Aini hanya menurut karena tidak mau menyulut pertengkaran dengan kedua orang tuanya pagi ini. Tidak lupa dia mengenakkan setelan kerja yang sudah disiapkan Bibi Maria. Semenjak lulus dari universitas, Aini memilih untuk bekerja di Ganendra Company atas ajakan Pramana. Awalnya Aini kurang yakin karena tidak mau di anggap masuk karena orang dalam. Bekerja di Maheswara Hotel Group juga bukan pilihannya sejak dari dulu. Akhirnya dia menyetujui ajakan Pramana. Toh dia masuk dengan melalui tes yang ketat seperti karyawan – karyawan lain. Masa bodoh jika dia bersahabat dengan Pramana, itu tidak ada hubungannya kok.

Aini turun setengah jam kemudian. Rekor tercepatnya dalam bersiap – siap di pagi hari. Biasanya Aini tidak akan mau terburu – buru untuk bersiap di pagi hari. Firasatnya semakin tidak enak kala dia semakin mendekati ruang makan utama. Rasanya sudah lama sekali dia tidak pernah menginjakkan kaki di ruangan itu.

"Selamat pagi, Papa, Mama, David,"

Desmond dan Listia hanya menjawabnya dengan deheman singkat sedangkan hanya adiknya yang tersenyum membalas sapaan tersebut.

"Pagi, Kakak,"

David memang tidak pernah membenci Aini seperti kedua orang tuanya. Hanya saja, David ditempatkan sejauh mungkin dari Aini. Orang tuanya takut Aini membawa sial atau memberi pengaruh buruk pada David. Hal ini menyebabkan hubungan mereka berdua yang tidak pernah dekat layaknya adik kakak pada umumnya. Aini pun tanpa sadar menyimpan rasa iri yang dalam pada adiknya ini.

Aini menatap berbagai macam jenis sarapan yang tersedia dan tidak ada satupun yang menggugah seleranya. Tidak mau membuat ulah, Aini mengambil selembar roti gandum dan mengolesinya dengan selai kacang. Aini baru saja menyelesaikan gigitan pertamanya ketika Papanya bersuara.

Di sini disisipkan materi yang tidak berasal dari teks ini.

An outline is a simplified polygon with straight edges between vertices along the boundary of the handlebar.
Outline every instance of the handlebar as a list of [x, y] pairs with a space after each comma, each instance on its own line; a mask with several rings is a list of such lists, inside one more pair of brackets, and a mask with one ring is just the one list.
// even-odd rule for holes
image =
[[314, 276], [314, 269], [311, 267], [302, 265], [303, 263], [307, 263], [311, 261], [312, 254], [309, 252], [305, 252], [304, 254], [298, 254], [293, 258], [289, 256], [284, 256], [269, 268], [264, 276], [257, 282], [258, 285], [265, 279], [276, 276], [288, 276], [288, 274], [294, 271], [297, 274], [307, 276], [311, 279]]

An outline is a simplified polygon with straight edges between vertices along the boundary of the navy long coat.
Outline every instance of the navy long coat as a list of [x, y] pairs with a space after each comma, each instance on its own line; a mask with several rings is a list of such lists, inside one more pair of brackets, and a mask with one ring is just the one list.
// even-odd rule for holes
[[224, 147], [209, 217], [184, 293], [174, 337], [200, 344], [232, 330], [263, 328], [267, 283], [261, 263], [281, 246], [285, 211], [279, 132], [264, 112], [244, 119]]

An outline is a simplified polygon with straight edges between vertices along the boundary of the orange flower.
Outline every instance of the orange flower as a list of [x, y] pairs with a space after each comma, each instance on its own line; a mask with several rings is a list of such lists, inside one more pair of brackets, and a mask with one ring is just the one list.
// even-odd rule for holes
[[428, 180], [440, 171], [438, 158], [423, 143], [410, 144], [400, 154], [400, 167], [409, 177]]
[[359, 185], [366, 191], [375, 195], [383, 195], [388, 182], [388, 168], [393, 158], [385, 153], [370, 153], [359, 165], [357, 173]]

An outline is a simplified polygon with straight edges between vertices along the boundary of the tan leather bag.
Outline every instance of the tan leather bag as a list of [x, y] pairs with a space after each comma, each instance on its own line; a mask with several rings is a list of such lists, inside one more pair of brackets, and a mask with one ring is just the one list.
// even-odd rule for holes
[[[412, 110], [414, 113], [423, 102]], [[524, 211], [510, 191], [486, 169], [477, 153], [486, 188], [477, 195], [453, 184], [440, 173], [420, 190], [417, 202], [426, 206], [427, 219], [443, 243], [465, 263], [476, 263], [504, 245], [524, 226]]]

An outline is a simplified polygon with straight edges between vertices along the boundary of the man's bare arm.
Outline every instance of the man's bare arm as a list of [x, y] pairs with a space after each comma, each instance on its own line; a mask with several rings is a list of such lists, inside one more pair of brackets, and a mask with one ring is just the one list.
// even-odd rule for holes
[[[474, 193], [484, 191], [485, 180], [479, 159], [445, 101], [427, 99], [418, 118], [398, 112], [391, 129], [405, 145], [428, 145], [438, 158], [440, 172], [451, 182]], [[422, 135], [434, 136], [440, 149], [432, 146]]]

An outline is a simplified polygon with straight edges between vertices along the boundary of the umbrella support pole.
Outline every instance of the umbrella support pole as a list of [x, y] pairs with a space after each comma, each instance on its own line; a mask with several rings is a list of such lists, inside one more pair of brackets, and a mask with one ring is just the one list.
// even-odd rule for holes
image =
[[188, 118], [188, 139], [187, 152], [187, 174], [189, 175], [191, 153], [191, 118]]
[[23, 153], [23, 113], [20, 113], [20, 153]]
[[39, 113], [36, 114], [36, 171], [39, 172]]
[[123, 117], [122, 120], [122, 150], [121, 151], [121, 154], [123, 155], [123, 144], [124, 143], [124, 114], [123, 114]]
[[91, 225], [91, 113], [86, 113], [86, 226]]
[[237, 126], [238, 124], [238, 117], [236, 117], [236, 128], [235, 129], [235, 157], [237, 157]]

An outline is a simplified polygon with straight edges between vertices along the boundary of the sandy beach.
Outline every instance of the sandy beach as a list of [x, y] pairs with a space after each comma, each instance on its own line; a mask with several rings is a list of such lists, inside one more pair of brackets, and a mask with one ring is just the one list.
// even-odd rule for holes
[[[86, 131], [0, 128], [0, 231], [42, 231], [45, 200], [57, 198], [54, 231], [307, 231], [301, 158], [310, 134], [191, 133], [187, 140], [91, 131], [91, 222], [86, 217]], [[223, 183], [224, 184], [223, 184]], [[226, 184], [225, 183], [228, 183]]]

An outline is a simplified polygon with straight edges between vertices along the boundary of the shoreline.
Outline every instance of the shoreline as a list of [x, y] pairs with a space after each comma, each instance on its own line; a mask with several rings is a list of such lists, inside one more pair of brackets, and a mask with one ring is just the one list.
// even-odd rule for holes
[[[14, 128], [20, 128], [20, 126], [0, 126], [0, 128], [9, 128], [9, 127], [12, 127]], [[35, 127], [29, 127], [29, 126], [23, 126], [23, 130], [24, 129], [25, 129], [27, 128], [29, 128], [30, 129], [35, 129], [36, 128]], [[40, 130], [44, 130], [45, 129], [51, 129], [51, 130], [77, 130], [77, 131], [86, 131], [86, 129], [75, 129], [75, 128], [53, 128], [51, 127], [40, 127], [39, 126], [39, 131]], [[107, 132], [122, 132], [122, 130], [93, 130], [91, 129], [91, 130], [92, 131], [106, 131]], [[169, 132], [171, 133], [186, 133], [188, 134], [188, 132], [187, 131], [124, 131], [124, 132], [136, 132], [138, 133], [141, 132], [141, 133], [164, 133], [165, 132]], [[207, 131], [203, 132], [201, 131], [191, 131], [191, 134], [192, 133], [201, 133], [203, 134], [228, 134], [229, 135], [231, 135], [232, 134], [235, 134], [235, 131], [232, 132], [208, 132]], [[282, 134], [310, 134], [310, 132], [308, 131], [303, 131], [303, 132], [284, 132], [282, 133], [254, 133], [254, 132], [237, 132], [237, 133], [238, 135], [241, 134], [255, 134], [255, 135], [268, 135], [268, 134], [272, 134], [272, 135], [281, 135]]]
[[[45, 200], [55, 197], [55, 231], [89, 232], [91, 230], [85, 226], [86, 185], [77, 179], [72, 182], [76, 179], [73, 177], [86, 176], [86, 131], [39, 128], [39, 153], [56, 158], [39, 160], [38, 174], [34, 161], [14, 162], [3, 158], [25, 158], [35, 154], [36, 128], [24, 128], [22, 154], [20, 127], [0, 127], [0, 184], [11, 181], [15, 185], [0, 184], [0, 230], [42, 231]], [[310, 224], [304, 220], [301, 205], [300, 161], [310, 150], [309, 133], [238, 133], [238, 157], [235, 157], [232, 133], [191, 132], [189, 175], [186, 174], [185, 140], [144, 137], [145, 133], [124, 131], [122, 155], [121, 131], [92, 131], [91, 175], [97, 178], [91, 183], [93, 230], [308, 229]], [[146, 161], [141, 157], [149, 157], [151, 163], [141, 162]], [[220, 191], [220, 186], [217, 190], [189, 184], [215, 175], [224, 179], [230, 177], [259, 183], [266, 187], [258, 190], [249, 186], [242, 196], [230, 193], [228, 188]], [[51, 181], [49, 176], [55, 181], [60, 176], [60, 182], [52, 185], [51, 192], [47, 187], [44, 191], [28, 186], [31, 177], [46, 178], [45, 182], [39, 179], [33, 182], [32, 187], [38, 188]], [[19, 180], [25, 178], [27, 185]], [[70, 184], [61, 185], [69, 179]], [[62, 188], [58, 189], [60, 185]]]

"Sudah berapa lama kamu berteman dengan Pramana Ganendra?"

Pertanyaan yang tidak di duga – duga. "Empat belas tahun?" Aini menjawab dengan ragu karena sejujurnya dia tidak pernah menghitungnya.

"Bagaimana dengan Aditya Ganendra?" kali ini Mamanya yang bertanya.

"Kami tidak dekat," jawab Aini.

Lalu terdengar alat makan yang di banding oleh Papanya. Aini terkejut tetapi hanya menampilkan raut datar.

"Apa saja yang kamu lakukan empat belas tahun ini? Berteman dengan Aditya saja tidak becus! Apa kamu tidak bisa sedikit saja berguna dan tidak hanya menumpang nama di sini?"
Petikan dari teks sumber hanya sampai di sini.